# 2007 Sentra..stutter?



## dbot (May 9, 2008)

I guess you could call it a stutter....
I have a 2007 Sentra 2.0S, and what happens is.
If I stop at a stop sign or red light, or sometimes when I go around a corner. When I step on the gas again it will rev up to about 4k rpm and hold, and not really go anywhere, meaning the car wont accelerate. If I mash the gas it will finally like "grab" and take off. The best way to describe it is like if a clutch was slipping. It does have the CVT transmission, so maybe the belts are slipping or something??

I also hear a whining sound at freeway speeds that seems to follow the transmission. If I am going freeway speed you hear the whine. Step on the gas it revs, and the pitch of the whine also goes up. 

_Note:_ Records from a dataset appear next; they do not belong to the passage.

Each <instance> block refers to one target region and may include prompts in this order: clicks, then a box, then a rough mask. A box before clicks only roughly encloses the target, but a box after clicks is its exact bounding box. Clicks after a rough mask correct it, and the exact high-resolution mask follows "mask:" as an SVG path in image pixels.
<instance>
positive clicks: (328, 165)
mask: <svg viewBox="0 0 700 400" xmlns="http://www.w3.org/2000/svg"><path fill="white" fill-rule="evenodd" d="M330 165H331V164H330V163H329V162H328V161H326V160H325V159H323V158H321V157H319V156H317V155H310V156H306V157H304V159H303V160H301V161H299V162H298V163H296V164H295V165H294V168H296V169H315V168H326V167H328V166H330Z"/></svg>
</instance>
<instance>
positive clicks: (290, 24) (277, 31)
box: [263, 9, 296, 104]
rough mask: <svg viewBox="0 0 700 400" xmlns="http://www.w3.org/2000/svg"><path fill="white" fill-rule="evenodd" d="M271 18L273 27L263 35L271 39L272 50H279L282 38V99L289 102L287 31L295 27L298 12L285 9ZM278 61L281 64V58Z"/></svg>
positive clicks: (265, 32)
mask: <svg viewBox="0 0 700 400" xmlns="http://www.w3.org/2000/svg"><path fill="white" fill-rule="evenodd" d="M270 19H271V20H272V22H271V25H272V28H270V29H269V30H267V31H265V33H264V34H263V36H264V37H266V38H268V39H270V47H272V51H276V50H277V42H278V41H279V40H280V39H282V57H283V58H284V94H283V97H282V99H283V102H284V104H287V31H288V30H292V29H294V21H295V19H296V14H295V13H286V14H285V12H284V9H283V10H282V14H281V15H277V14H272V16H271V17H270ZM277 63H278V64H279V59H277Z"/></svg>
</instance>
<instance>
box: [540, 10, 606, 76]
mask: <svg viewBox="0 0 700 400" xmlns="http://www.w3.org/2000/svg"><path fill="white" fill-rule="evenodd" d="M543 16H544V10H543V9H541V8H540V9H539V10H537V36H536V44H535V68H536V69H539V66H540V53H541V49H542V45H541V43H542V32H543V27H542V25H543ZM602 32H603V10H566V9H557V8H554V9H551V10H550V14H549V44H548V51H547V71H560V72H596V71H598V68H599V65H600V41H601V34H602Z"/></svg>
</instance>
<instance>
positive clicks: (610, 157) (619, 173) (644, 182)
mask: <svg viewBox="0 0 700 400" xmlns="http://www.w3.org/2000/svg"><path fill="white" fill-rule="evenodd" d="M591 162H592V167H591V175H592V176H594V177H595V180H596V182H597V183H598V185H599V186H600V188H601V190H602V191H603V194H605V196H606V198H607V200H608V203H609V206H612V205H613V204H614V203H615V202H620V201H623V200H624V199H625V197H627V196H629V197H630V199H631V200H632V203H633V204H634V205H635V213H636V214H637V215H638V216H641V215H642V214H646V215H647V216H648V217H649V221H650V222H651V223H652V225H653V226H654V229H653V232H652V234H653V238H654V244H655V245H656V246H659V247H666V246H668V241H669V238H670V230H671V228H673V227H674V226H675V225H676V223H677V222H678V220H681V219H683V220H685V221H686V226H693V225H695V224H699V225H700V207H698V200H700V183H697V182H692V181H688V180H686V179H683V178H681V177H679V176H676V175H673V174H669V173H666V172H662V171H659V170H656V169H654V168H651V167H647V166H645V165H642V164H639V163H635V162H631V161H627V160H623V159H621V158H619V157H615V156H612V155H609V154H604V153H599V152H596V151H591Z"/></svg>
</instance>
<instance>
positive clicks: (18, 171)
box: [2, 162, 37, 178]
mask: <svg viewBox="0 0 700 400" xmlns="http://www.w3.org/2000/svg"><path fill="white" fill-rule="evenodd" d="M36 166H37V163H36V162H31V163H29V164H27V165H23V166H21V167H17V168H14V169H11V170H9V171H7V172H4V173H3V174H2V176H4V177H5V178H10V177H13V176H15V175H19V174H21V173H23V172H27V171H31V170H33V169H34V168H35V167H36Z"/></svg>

I tried searching around, but haven't really found much. Hoping someone has an idea. 

Thanks in advance.


----------



## Faja (Aug 31, 2009)

You have extended warranty on the transmission - take it in to the dealer and have them check it out, you'll probably end up getting a new tranny.


----------



## dbot (May 9, 2008)

Faja said:


> You have extended warranty on the transmission - take it in to the dealer and have them check it out, you'll probably end up getting a new tranny.


Thanks for your reply
I thought the warranty was only a 60k mile warranty? Is the extended on all the Sentras? What mileage does it expire? Does it carry over to the second owner (me).


----------



## Faja (Aug 31, 2009)

It is now 10yr/120k miles. As for 2nd owner, I don't think that should matter, call your dealer and find out.


----------



## dbot (May 9, 2008)

Awesome! 
Thanks for your help Faja.


----------



## Faja (Aug 31, 2009)

dbot said:


> Awesome!
> Thanks for your help Faja.


No problem. Let us know what they say...


----------